Open laufre opened 3 years ago

laufre commented 3 years ago

Hi,

I'm wondering on how to correctly use the data bining in imc_generatespillmat_long.

# defines over how many pixels the aggregation should happen # 1 = no aggregation npixelbin = 1 dats_agg <- lapply(dats_raw, function(x) aggregate_pixels(x, n=npixelbin)) dats_agg_sum = rbindlist(lapply(dats_agg, calc_file_medians), idcol = T)

Our median per-pixel Intensities are quite low, compared to your example dataset (Sth. like 1:100 lower) and without data bining the generated matrix displays spillover only between very few channels. I think, that this spillover matrix is not correct, as it is totally missing spillover between channels like 172Yb and 173Yb for example. If I increase npixelbin = 1 to e.g. =2, =10 or =50 the spillover values change quite a bit, looking more like what to expect. Nevertheless I'm now wondering, how to use this feature correctly, without accumulating too much background noise, resulting in wrong spillover values.
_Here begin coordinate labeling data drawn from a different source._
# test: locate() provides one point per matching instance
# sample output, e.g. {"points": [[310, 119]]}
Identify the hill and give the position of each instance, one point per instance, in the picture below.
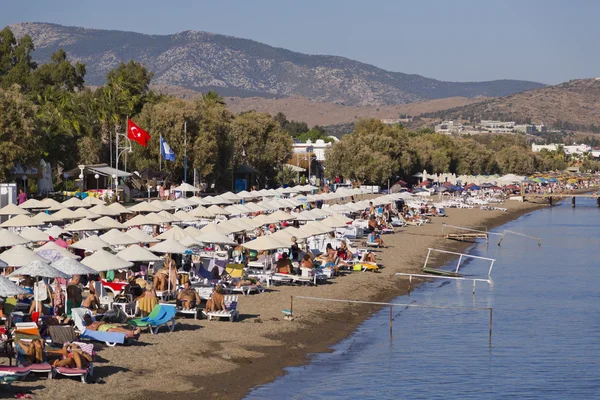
{"points": [[239, 67], [573, 105]]}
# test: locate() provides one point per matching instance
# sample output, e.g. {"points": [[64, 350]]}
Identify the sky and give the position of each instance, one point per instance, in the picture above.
{"points": [[547, 41]]}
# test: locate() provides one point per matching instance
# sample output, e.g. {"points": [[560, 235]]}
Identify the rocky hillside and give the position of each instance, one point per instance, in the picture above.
{"points": [[573, 105], [241, 67]]}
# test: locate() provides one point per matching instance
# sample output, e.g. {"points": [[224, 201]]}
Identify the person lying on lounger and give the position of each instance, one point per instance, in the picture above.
{"points": [[188, 298], [72, 357], [104, 327]]}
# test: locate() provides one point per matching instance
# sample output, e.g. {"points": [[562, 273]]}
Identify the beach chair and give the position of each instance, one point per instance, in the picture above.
{"points": [[161, 315], [82, 373], [110, 338], [230, 311]]}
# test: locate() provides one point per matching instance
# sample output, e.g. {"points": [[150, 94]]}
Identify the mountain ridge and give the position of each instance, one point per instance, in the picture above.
{"points": [[202, 60]]}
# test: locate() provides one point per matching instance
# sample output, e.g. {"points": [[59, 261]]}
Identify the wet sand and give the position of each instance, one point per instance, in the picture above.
{"points": [[223, 360]]}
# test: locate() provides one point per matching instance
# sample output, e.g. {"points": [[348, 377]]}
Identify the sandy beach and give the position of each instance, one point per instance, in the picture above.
{"points": [[223, 360]]}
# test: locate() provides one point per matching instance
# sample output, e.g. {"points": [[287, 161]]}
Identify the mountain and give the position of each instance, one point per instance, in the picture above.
{"points": [[239, 67], [573, 105]]}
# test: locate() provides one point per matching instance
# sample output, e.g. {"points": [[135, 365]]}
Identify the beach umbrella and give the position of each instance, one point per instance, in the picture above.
{"points": [[145, 207], [46, 250], [93, 201], [137, 254], [175, 233], [139, 220], [35, 235], [119, 208], [74, 202], [9, 288], [169, 246], [115, 237], [53, 204], [33, 204], [20, 221], [101, 209], [46, 218], [84, 225], [13, 209], [90, 243], [66, 214], [141, 236], [102, 261], [110, 223]]}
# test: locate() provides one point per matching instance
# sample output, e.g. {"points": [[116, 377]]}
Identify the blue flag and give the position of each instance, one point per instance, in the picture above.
{"points": [[166, 151]]}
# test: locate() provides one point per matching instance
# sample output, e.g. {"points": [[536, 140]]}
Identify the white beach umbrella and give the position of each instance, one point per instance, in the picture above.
{"points": [[74, 202], [20, 221], [52, 247], [103, 261], [175, 233], [115, 237], [8, 239], [139, 220], [84, 225], [169, 246], [101, 209], [35, 235], [33, 204], [93, 201], [110, 223], [13, 209], [9, 288], [119, 208], [137, 254], [90, 243], [141, 236]]}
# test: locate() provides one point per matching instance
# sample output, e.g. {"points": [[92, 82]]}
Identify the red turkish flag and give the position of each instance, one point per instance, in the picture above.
{"points": [[136, 133]]}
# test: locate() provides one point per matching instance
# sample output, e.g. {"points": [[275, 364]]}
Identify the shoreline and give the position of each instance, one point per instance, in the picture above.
{"points": [[224, 360]]}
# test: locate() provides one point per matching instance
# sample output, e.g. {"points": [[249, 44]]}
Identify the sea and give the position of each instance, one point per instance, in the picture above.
{"points": [[545, 339]]}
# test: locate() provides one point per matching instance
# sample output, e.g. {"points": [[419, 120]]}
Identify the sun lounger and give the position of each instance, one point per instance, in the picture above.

How do I pick the correct value for data bining?

Thank you in advance for an explanation!

nilseling commented 3 years ago

Hey @votti I also wondered where the recommended median pixel threshold of 200 counts in your scripts was coming from. Did you ever test how changing the pixel bin for aggregation affects the results? Or would you just recommend to bin to a point where you get a median of > 200 counts per spot?